“Bank finance has nothing to do with either saving or investment. Banks create liquidity ex nihilo, and the entrepreneurs’ opportunity to materialize their plans is not an issue that can be decided by savers. In the real world, entrepreneurial plans depend upon bankers’ choices.”
The latest issue of the European Journal of Economic and Social Systems deals specifically with the issue of “Money and Machinery”, i.e. what is the role of money and finance in the development of our economic system.
Guest editors are Andrea Fumagalli and Stefano Lucarelli known for their work in analyzing the mechanics of cognitive capitalism.
Their introduction is entitled, Money and Technological Change The Role of Financing in the Process of Evolution, and is very much worth reading.
In a gist, the topic of study is:
“The purpose of “Money and technological change” is to collect a number of papers focusing on the understanding of how credit and finance systems effectively operate. At the same time, the papers address the issue concerning both their role in shaping firms’ innovative strategies and determining their performances. Our scope is to show that capitalism is a monetary economy of production in continuous evolution.”
In their introductory essay, they discuss a very important contribution, that shows the crucial role that peer money will play in the next wave of development.
The essay in question is:
Badalian L., Krivorotov V., “Technological shift and the rise of a new finance system: the market-pendulum model”, European Journal of Economic and Social Systems, Vol. 21, No. 2, 2008, p. 231-264.
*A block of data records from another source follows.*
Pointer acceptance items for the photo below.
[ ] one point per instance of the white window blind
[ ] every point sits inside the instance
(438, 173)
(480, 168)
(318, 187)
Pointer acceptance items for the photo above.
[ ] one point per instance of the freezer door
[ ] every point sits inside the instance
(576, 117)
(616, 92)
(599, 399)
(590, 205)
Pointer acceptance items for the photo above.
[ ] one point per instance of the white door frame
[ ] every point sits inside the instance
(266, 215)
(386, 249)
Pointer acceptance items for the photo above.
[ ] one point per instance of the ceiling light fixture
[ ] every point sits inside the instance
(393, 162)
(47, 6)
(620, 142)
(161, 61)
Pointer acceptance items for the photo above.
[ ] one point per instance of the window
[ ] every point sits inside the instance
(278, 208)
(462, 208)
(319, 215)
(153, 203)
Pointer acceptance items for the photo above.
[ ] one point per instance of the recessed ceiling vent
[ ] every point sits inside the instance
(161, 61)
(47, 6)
This essay is an update on the research and theories on long waves of development, as developed by Schumpeter and Kondratieff, as also recently updated by Carlota Perez in het book Technological Revolutions and Financial Capital.
In short, capitalist development is market by long cycles of about 50-60 years. In the first dynamic phase, a number of combined technological innovations is matched to crucial financial innovations, which provide the necessary investment vehicles, so that innovation can occur. But in the second phase, the very pathologies of financialization undercut growth, inevitably leading to a Systemic Sudden Stop, i.e. the very crisis we are going through.
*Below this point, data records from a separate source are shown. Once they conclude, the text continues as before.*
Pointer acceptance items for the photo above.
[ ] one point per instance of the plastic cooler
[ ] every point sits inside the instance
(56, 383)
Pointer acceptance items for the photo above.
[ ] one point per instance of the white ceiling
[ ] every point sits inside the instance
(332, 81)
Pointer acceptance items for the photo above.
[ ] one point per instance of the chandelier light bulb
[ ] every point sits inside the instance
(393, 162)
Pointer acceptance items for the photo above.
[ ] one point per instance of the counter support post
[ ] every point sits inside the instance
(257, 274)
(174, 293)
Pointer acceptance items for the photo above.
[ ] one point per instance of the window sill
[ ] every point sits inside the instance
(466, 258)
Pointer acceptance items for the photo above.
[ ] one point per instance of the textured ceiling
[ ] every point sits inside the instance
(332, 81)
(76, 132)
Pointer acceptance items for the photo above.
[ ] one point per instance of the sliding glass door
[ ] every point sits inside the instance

For a new wave to occur, a new set of technological innovations must be matched by a new finance system.
Here is the crucial paragraph:
“The authors define market equilibrium as a period when the market functions at full capacity, and show that this lasts for only a few decades in the mid-movement of a pendulum. As supply-demand imbalances gradually increase, there is a Systemic Sudden Stop (3S), that is, a profound market failure, with scenarios ranging from the stagflation of the 1980s, the Great Depression of the 1930s, and similarly dramatic events in our past and present. These diverse situations were united by a simple fact – purely market-related forces could not resolve them on their own, starting long downturns, or worse, revolutions and wars. The implementation of a radically new technology able to restart growth after a 3S depends on finding a brand-new Accumulation Engine. Badalian and Krivorotov’s market-pendulum shows that the great historic shifts in technology and economic development were caused by the exhaustion of territory under domestication and its ability to feed many more people within a globalizing world. The need for more supplies pushed toward the cultivation of former wastelands, by developing radical technologies able to raise their output. The need in scale efficiencies then flipped the situation to shortages of demand. In this approach, financial systems play a crucial role. Historically, the challenge of living off a much harsher environment required great investments, with uncertain prospects of returns. The authors show that the 2008 crisis may be indicating the upper limits of the US- style financial system, overstretched to its extreme by the sheer size of the globalizing world. This is causing a 3S of an immense size while calling for new forms of financing, much more powerful in their capacity to raise funds and motivate the population.”
But where could such a new system of financing come from?
The answers of the authors are surprising, and create a juncture with our own work investigating monetary transformation and peer-based currency alternatives.
Fumagalli does not provide details of the alternatives described but quotes from Badalian and Krivorotov when they conclude:
“Surprisingly, these financing mechanisms, in their early form, might be available already, presenting a resurrection of old communal customs. Their diversity mirrors the variation of the local geo-climatic conditions including Sovereign Wealth Funds, community selfhelp groups, grassroots organizations, self-organizing virtual marketplaces on the Internet and other self-organizing commons.”
I am of course heartened by these conclusions which confirm the importance of continuing to monitor and study the field of monetary innovation.
And please note that the authors make a crucial analytical step:
far from seeing the new monetary innovation as mere defensive measures against the metldown, undertaken by local communities and affinity groups to become more resilient, they are actually seeing it as a crucial step in the radical reformation of the political economy, a conditio sine qua non for a new long wave of development to occur.